Il est vrai qu’entre amis, comme nous sommes, dit Francion, il ne faut rien celer ; et même, comment est-ce que vous me pourriez donner conseil en mes affaires, si vous ne les sçaviez entièrement ? Un médecin ne peut rien ordonner à un malade sans connoître auparavant son mal. Je fis hier une faute de vous parler de ceci trop brusquement ; c’étoit pécher contre les lois de mon devoir ; mais vous tiendrez cela excusable, si vous considérez que ce n’a rien été que la honte qui retenoit ma parole, et non point un manquement d’affection.

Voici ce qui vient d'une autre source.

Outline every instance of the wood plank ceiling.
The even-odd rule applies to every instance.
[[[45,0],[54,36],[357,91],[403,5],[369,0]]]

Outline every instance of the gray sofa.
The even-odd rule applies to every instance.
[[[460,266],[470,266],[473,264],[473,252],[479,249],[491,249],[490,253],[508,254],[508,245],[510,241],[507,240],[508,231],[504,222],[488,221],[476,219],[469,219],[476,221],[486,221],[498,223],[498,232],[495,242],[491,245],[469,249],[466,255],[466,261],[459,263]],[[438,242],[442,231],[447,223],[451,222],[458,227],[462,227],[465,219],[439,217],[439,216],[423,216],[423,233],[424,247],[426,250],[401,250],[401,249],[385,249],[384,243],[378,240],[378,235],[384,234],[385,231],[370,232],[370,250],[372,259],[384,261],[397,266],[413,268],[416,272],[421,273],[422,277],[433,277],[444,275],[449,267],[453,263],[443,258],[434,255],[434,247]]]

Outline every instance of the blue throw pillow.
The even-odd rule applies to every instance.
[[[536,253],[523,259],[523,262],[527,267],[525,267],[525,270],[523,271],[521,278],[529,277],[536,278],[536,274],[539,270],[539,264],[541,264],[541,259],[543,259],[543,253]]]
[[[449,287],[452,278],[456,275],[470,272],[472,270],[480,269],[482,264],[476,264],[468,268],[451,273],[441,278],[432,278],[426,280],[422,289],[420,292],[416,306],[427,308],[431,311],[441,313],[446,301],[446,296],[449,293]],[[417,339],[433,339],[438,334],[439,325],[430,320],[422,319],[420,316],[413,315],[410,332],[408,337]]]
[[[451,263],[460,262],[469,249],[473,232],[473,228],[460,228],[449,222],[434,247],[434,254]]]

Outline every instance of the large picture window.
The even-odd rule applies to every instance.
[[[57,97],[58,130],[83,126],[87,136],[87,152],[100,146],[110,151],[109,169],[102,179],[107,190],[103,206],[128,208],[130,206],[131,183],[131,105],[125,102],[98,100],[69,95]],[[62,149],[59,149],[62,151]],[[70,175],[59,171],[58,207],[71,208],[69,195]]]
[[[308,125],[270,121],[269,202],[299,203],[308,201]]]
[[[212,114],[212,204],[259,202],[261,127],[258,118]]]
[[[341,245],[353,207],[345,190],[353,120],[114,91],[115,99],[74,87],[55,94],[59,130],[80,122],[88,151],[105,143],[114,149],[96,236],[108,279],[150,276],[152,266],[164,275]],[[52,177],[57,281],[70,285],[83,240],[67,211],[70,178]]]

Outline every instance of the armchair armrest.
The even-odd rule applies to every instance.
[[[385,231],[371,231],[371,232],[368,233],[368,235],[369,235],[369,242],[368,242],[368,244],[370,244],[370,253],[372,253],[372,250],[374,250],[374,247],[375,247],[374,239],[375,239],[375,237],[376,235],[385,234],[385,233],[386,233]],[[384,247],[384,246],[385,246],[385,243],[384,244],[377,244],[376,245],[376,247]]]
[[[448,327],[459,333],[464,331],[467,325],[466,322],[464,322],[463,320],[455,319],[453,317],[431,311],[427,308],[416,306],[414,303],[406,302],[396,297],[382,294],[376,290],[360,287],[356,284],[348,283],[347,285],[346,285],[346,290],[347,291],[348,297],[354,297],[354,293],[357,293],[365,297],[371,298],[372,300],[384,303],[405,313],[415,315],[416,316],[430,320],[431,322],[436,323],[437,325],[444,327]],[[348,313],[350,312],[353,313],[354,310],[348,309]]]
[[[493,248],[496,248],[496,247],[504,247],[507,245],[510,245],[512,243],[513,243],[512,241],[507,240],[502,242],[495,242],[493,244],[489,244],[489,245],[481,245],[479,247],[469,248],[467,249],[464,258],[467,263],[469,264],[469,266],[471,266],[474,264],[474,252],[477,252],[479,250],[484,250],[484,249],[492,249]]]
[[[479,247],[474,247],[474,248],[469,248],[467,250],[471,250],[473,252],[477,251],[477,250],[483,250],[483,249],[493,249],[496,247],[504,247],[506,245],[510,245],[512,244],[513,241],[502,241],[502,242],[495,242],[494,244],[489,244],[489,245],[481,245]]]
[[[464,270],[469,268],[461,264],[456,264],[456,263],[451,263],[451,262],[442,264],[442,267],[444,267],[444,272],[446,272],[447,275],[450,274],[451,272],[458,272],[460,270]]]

Je n’osois vous dire que, de vérité, après avoir reçu des assurances de la bonne volonté que Nays avoit pour moi, et après avoir même juré plusieurs fois que je ne trouvois rien de si beau comme elle, je n’ai pas laissé d’avoir la curiosité de voir d’autres beautés, dont j’ai même fait de l’estime. Mais quoi ! l’empire de cette dame devoit-il être si tyrannique, que j’eusse les yeux bandés pour tous les autres objets ? La nature n’a-t-elle pas donné la vue et le jugement aux hommes pour contempler et admirer toutes les beautés du monde ? D’ailleurs, étant de nouveau arrivé à Rome, qui est la reine des villes, j’aurois eu bien peu d’esprit si je n’avois voulu voir comment les femmes et les filles y sont faites, et si elles y sont plus belles qu’ailleurs. Pour ce qui est des courtisanes, elles se voient facilement, mais, pour les dames honnêtes et vertueuses, cela est très-difficile. Or cette difficulté en augmente le désir et rend le plaisir plus grand lorsque l’on peut venir à bout de son dessein. J’ai donc fait tout ce qui m’a été possible pour en voir quelques-unes, soit aux églises ou aux promenades, ; et quelquefois elles n’ont pas été si bien voilées, que je n’aie contemplé leur beauté ; mais, entre toutes celles que j’ai vues, il n’y en a point une telle qu’Émilie.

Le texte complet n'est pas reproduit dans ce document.